Masjid Walidah Dahlan UNISA Yogyakarta bersama Universitas ‘Aisyiyah Yogyakarta menyelenggarakan Dialog Ruang Ketiga bertema “Puasa dalam Perspektif Agama-Agama dan Bangsa-Bangsa” pada Kamis, 26 Februari 2026. Kegiatan ini menghadirkan tokoh-tokoh agama dari Islam, Kristen Protestan, Katolik, dan Hindu untuk menyampaikan pandangan masing-masing mengenai makna dan tujuan puasa dalam tradisi keagamaan.

Dialog ini menghadirkan empat narasumber, yaitu Dr. Moh. Ali Imron, S.Sos., M.Fis., yang mewakili perspektif Islam; Dr. Leonard Chrysostomos Epafras, S.Si., M.Th., dari Kristen Protestan; Dr. Ontran Sumantri Riyanto, S.H., M.H., dari Katolik; serta AKBP (Purn) I Nengah Lotama, S.Ag., dari Hindu. Para narasumber menjelaskan bahwa puasa merupakan praktik spiritual yang memiliki makna mendalam dalam setiap agama, terutama sebagai sarana pengendalian diri dan pendekatan kepada Tuhan.

Dalam perspektif Hindu, I Nengah Lotama menjelaskan bahwa puasa dimaknai sebagai upaya refleksi diri dan pengendalian batin, sebagaimana tercermin dalam perayaan Nyepi. Puasa menjadi sarana untuk menumbuhkan kesadaran diri, merenungkan perjalanan hidup, serta memperbaiki hubungan dengan sesama. Ia menegaskan bahwa puasa dijalankan berdasarkan kesadaran hati dan menjadi bagian dari proses pendewasaan spiritual.

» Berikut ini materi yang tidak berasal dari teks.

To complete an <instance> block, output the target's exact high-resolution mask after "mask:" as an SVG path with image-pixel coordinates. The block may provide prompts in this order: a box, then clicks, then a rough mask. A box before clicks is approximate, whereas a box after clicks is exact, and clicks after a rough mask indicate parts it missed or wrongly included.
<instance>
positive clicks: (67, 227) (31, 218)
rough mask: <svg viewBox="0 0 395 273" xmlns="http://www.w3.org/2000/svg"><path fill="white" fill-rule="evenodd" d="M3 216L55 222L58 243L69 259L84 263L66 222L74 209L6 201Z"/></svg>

Sementara itu, Dr. Leonard Chrysostomos Epafras menjelaskan bahwa dalam tradisi Kristen Protestan, puasa memiliki landasan kuat dalam Alkitab dan dicontohkan oleh Yesus Kristus yang berpuasa selama 40 hari. Puasa tidak hanya dimaknai sebagai menahan diri secara fisik, tetapi juga sebagai sarana memperkuat iman dan mendekatkan diri kepada Tuhan. Puasa juga mendorong umat untuk memiliki kepedulian sosial, seperti membantu mereka yang membutuhkan dan hidup dalam semangat kasih.

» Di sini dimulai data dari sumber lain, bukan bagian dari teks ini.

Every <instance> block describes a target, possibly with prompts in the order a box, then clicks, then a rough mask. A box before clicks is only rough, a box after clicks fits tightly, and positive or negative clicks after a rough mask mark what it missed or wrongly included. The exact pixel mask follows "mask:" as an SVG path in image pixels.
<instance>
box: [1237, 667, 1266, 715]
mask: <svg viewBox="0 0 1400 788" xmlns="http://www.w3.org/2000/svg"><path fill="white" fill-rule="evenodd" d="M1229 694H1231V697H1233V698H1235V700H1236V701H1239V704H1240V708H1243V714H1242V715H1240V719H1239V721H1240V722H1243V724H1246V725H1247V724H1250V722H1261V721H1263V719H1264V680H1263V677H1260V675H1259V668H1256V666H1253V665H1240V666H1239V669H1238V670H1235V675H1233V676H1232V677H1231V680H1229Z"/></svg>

Dari perspektif Katolik, Dr. Ontran Sumantri Riyanto menjelaskan bahwa puasa dan pantangan diatur dalam Kitab Hukum Kanonik, khususnya bagi umat berusia 18 hingga 60 tahun. Puasa diwajibkan pada waktu tertentu, seperti Rabu Abu dan Jumat Agung, dengan ketentuan makan kenyang satu kali dalam sehari. Namun, makna utama puasa adalah melatih pengendalian diri dan melepaskan diri dari berbagai keterikatan duniawi, serta mendekatkan diri kepada Tuhan dengan kerendahan hati.

Dalam perspektif Islam, Dr. Moh. Ali Imron menjelaskan bahwa puasa merupakan ibadah yang bertujuan membentuk pribadi yang bertakwa, sebagaimana dijelaskan dalam Al-Qur’an surat Al-Baqarah ayat 185. Puasa tidak hanya menahan makan dan minum, tetapi juga menahan amarah, memperbanyak sedekah, serta menumbuhkan sikap pemaaf. Puasa menjadi sarana pembinaan karakter agar manusia menjadi pribadi yang sabar, dermawan, dan memiliki kepedulian terhadap sesama.

Melalui dialog ini, para tokoh agama menunjukkan bahwa puasa merupakan praktik spiritual yang memiliki kesamaan nilai di berbagai agama, yaitu sebagai sarana pengendalian diri, refleksi batin, dan penguatan hubungan dengan Tuhan serta sesama manusia.